Futebolzinho com o filho
Talvez envelhecer seja exatamente o momento em que o seu filho finge que jogou às ganhas e cede as vitórias para você. Quando Vicente, meu filho, era pequeno, na faixa dos cinco aos oito anos, eu deixava ele ganhar. Jogávamos futebol em pequenas goleiras no terraço do apartamento. Facilitava seus gols, levantava o pé, fugia das divididas, demorava para voltar na corrida para defesa, tropeçava na bola, errava uma finta, chutava na trave de propósito.
Ele me superava em qualquer partida, colecionava títulos, vivia inigualável invencibilidade. Eu fazia questão do placar ser apertado, para parecer mais confiável e real. Não gostaria que ele pensasse que entregava o resultado. Ficaria furioso comigo. Portanto, não sofria goleadas. Dedicava-me a controlar a partida de modo parelho e cedia o escore somente no finalzinho, no último minuto, gerando emoção, alívio e comemoração da parte dele.

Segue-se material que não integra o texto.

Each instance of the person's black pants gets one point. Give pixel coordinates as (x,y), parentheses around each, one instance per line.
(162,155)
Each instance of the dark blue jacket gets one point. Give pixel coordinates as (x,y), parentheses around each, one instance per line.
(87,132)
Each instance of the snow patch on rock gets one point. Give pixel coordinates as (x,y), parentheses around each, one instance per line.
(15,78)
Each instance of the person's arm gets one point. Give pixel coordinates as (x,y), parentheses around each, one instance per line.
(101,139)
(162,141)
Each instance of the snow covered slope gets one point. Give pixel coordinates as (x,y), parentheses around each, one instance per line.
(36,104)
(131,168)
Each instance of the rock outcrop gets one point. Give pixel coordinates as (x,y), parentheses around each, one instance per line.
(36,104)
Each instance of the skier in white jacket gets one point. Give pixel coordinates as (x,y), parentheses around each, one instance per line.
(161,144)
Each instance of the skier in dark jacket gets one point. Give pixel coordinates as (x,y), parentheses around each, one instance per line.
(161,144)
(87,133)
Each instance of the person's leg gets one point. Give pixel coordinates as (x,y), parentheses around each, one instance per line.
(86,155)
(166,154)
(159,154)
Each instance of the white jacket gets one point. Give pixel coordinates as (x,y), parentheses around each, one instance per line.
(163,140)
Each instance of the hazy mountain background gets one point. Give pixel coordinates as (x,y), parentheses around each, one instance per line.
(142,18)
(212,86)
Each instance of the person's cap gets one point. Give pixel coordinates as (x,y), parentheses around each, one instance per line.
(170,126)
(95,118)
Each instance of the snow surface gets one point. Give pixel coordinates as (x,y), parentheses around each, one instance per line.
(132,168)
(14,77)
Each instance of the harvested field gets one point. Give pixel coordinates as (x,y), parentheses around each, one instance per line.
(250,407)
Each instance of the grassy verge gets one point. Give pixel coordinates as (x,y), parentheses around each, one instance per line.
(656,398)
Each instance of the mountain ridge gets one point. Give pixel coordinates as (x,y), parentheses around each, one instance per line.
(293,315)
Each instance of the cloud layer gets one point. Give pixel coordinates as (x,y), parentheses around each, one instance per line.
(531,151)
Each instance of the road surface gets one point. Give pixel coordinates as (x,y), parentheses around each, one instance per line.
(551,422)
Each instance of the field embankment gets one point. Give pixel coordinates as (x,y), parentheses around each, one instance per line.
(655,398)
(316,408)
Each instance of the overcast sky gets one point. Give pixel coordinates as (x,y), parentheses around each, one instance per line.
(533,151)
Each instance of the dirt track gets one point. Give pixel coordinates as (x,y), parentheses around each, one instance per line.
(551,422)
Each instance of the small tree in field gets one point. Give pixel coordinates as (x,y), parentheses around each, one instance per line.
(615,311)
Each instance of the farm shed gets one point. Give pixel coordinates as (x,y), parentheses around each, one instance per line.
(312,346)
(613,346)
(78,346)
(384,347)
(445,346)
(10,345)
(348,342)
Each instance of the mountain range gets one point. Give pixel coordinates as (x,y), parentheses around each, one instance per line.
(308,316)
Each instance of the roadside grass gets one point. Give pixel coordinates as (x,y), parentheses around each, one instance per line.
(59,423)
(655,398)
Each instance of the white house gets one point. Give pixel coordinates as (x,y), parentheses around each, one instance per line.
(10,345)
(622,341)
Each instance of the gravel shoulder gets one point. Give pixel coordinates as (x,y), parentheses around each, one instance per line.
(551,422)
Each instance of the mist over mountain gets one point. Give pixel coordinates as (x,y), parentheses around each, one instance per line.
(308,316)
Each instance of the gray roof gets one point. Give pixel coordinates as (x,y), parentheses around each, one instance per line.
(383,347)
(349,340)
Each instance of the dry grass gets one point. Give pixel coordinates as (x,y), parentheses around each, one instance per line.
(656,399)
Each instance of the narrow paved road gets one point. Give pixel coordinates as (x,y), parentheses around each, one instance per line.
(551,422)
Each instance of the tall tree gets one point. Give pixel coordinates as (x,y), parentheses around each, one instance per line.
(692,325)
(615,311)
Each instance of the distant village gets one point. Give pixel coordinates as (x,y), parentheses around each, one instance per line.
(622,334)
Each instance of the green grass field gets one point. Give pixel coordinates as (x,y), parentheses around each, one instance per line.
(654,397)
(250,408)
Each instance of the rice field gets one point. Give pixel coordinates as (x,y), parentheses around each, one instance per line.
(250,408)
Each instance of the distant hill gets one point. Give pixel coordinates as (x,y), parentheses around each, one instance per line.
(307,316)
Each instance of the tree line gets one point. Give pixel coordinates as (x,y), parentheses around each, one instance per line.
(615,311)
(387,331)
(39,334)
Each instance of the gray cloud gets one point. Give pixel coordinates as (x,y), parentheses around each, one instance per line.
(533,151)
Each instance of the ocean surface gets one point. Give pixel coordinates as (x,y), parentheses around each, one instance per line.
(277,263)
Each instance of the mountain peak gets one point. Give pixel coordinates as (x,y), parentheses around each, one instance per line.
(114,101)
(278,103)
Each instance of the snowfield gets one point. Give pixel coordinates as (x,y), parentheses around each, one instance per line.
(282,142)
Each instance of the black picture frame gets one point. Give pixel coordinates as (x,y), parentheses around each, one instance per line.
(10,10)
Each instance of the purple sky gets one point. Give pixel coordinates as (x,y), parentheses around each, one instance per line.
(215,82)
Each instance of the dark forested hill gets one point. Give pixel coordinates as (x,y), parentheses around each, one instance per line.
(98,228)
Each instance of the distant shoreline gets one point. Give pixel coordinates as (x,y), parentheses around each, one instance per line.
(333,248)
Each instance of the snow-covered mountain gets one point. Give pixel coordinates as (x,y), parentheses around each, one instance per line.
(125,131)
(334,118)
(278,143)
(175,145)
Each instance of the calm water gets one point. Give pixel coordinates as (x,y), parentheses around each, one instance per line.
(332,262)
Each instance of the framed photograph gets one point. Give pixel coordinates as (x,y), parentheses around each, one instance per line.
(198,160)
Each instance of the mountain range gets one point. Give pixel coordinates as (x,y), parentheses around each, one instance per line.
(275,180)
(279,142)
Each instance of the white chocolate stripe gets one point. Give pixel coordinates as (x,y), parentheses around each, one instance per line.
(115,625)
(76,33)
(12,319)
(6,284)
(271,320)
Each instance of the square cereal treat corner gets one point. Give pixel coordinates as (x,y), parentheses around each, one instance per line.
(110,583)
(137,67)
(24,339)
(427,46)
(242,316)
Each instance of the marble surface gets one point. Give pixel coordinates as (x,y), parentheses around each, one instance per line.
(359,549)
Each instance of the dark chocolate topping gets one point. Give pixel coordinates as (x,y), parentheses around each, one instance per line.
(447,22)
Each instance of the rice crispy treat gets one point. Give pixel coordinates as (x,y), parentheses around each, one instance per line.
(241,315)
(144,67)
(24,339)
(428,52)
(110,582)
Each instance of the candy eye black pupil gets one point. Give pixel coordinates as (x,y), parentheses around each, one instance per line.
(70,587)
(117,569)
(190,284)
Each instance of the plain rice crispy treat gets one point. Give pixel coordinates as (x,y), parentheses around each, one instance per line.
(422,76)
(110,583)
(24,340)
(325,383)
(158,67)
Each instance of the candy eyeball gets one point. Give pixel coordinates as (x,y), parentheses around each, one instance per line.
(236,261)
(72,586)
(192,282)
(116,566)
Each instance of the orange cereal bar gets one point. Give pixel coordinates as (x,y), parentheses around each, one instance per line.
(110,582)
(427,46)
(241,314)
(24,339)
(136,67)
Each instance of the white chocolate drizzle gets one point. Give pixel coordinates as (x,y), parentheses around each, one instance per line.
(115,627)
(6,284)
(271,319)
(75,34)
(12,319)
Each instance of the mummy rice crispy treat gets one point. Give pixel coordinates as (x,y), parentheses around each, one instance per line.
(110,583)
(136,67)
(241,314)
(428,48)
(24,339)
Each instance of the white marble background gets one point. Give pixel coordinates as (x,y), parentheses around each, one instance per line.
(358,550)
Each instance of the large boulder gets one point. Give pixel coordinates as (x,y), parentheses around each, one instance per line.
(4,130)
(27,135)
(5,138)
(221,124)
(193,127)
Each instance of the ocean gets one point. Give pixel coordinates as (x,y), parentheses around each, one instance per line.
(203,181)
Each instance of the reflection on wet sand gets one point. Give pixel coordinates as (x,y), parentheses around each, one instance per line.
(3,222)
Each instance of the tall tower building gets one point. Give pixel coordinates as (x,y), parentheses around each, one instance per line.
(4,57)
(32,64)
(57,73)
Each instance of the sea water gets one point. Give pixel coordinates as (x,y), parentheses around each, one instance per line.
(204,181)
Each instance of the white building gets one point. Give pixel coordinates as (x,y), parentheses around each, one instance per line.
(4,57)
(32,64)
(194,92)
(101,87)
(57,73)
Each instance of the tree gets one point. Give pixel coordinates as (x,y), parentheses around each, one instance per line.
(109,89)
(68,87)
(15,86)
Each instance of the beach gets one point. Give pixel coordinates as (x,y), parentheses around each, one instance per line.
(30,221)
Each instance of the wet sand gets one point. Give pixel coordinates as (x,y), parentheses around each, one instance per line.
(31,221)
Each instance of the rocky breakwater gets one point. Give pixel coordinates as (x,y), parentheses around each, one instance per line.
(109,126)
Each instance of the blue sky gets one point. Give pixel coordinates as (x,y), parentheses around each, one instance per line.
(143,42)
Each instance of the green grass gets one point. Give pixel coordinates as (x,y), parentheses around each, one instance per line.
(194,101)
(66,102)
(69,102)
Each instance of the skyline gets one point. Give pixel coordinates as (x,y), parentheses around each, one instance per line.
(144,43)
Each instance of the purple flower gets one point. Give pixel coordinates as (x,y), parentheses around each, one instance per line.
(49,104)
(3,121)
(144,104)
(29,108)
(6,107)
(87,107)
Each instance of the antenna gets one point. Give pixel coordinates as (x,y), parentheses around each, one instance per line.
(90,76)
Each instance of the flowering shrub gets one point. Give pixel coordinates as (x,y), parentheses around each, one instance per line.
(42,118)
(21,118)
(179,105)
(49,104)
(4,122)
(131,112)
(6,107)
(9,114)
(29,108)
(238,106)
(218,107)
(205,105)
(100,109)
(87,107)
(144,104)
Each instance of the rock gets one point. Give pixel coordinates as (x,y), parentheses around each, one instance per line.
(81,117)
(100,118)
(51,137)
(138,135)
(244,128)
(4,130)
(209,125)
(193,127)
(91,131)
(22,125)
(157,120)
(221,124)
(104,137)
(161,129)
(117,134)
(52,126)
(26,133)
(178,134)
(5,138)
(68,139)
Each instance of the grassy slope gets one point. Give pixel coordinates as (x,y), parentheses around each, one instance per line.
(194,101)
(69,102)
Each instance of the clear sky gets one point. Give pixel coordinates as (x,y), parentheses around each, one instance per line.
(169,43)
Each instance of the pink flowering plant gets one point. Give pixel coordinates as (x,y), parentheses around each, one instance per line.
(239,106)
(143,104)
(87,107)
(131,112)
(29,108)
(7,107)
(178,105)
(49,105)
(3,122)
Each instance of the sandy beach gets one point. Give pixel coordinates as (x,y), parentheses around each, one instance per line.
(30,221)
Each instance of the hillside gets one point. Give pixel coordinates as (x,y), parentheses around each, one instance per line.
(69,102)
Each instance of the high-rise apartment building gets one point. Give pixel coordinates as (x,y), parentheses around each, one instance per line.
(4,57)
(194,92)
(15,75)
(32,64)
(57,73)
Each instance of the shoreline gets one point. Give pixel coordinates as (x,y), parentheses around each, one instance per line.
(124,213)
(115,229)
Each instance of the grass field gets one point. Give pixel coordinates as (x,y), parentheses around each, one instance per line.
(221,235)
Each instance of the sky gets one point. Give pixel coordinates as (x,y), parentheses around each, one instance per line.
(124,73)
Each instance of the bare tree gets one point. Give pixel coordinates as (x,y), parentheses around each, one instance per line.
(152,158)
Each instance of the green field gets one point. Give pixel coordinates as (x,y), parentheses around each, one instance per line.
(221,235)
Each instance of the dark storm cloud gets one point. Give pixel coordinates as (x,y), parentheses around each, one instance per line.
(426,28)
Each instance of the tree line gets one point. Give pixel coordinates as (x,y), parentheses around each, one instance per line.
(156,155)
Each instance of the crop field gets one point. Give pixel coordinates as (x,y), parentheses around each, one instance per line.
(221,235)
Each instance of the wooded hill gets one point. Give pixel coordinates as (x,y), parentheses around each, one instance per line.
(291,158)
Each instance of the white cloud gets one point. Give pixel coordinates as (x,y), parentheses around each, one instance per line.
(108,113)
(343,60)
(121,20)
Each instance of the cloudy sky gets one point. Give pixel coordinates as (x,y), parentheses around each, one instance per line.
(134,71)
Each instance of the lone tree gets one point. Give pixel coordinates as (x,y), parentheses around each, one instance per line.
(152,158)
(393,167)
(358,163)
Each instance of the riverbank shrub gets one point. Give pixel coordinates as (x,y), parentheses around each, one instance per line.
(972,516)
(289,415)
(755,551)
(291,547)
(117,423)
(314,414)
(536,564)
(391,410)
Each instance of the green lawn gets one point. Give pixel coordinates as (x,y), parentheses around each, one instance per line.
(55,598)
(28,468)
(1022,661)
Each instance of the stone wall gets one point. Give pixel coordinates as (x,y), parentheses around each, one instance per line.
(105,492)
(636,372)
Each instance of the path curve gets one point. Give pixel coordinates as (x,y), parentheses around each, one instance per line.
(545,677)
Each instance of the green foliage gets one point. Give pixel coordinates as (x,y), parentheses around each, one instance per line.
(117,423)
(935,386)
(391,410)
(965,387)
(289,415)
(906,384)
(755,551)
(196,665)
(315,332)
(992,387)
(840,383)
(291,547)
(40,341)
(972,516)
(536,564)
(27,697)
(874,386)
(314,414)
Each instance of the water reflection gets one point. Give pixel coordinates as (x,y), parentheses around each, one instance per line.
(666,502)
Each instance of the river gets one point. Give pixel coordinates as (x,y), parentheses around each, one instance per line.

Jantávamos, suados, lembrando de seus melhores momentos, naquela reprise de nossas alegrias ao redor da mesa. Depois que ele cresceu, pelos 11 e 12 anos, minha estratégia parou de funcionar. Passei a me esforçar mais e encenar menos. Algo mudou na nossa dinâmica. O que havia planejado não acontecia como antes. Se eu reduzia o passo, ele também parava. Se eu me atrapalhava, ele dava espaço. Se eu me escondia com a bola no canto da parede, ele esperava.
A princípio, pensei que migrávamos para um duelo mental, de boxeadores estudando o seu adversário e aguardando com paciência a abertura para o golpe derradeiro. Só que, sem imaginar, marcava gols inesperadas, gols arrebatadores, gols mágicos, gols espíritas. Nem mais entendia o que tinha feito.
Estranhamente, por mais que quisesse garantir a sua alegria, por mais que tentasse sustentar a figura de protetor generoso, por mais que buscasse abdicar do topo do pódio, eu acabava vencendo. Mas Vicente não se mostrava chateado, ou emburrado com o seu fracasso. Pelo contrário, vinha me cumprimentar oferecendo tapinhas nas costas e parabenizando pela minha atuação.
Jurei que ele tinha aprendido a perder, conseguindo alcançar uma nova etapa de sua evolução e maturidade. Não era isso. Com a frequência de nossas disputas e a monotonia agora de meus triunfos, descobri que existia a inversão dos cuidados.
Ele começou a me deixar ganhar. Começou a ter pena de mim. Começou a perceber a disputa desigual, que eu não apresentava mais perna e fôlego para acompanhá-lo. Assim facilitava a minha vantagem e ainda simulava que tinha dado tudo de si. Talvez envelhecer seja exatamente o momento em que o seu filho finge que jogou às ganhas e cede as vitórias para você.
Ou no futebol ou no jogo de cartas ou nos dados. Ele torna-se o seu pai. Se você anda ganhando todas as brincadeiras, já sabe.